But the SSD, soldered RAM, display and battery differences exist in the 15" cMBP to rMBP comparison, too. Actually, the marginal cost of going retina, along with increased battery to drive the pixels, are *less* with the 13"
Yes only if you look at it in a non-normalized perspective. It is actually a larger percentage increase increase for the13" than the 15". In general, more expensive products can "soak up" a higher priced component change more easily. For example:
$600 other stuff + $100 screen for 13" ( $700 )
$750 other stuff + $120 screen for 15" ( $870 )
say retina adds another $90 in cost to both screens. The 15" sees a 10% bump and the 13" sees a 12% bump. Even if the retina scree was a $102 jump the still smaller, 11%, than for the 13".
It is a smaller increase dollar wise but it will have a bigger impact on demand. I don't think Apple is positioning this to be a relatively (to the other 13") high volume seller in the first year or so of being on the market. If it has no dGPU then it will have weakness that will likely require the next Haswell update (meaning next year) to resolve more satisfactory for those more focused on 3D graphics performance.
Maybe. But notice that the retina MBP ($2200) starts at *the same* as the top of the cMBP offerings. ($2200).
Apple needs another 13" laptop priced at $1499 like they need a another "hole in the head". They have already got 2. Three would be in extreme conflict with Apple price approaches of the last decade.
Apple's 15" prices are relatively high to even competitive quality 15" offerings. Remember, the 17" died at the $2400 price point. There is significant enough overall market pressure not to stray too far over the $2000 boundary.
It goes back to the huge difference between the end of a pricing range and the middle. The dynamics are not the same. There is downward price pressure in the middle of Apple's laptop range to from the market but it hasn't killed off any mac models in the middle yet.
We'll see, if the 13 rMBP is really $1699, I think it will have a quad-core (and possibly dGPU) differentiating it from the similarly spec'd 13" MBP. But I could be wrong.
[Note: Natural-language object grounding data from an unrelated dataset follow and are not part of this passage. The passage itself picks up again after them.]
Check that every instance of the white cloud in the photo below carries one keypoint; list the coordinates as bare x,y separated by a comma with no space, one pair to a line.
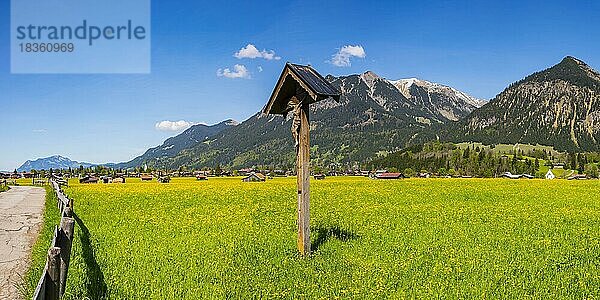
250,51
342,57
239,71
173,125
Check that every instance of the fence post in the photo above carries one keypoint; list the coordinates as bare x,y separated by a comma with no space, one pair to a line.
67,225
53,283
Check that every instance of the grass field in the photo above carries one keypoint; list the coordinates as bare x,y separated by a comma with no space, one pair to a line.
423,238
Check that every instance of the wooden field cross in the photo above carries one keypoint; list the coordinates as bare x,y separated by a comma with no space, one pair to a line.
298,87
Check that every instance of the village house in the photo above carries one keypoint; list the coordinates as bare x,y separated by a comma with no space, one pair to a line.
246,171
88,179
577,177
509,175
319,176
146,177
254,177
390,176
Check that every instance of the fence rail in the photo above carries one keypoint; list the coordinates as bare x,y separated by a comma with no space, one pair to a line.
52,283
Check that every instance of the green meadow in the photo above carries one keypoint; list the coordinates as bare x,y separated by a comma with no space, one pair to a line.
413,238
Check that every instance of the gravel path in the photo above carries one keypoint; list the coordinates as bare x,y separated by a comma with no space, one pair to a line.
20,219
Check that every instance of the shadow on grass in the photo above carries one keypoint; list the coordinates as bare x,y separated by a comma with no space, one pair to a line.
95,285
323,234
If the recently leaked pictures are correct and Apple went to "thin as possible" then you are quite likely wrong. Soldering the RAM to the motherboard will largely nuke any space savings that removing the ODD would provide. There wasn't room for a dGPU before and there won't be one now if use the ODD space for things had before (RAM and batteries now soaking up more horizontal space because case height shrank). ( dGPU have an addition RAM soldered to the motherboard issue in addition to the GPU package itself and associated thermal problems. . Either that or they have crippled the machine by soldering just 4 and 8GB to the motherboard. So would have a dGPU but the memory is kneecapped.
The value proposition is going to be "very close to MBA weight". If there is less than a 0.8lbs difference between rMBP and MBA they will likely paint it into the same class.
Likewise the 'classic' MBP 13" don't have quads (and i7 class ). If it got the machine a significantly faster HD4000 implementation perhaps, but it doesn't.
As I alluded to before there is a big difference if measuring this rMBP 13" relative to the MBP 13" or MBA 13". Relative to the MBA 13," a 'regular' i5 is a step up and so is HD4000 at non dramatically underclocked speeds.
It isn't necessarily former/current MBP 13" buyers they are looking to be the primary block of the customers for this initial version.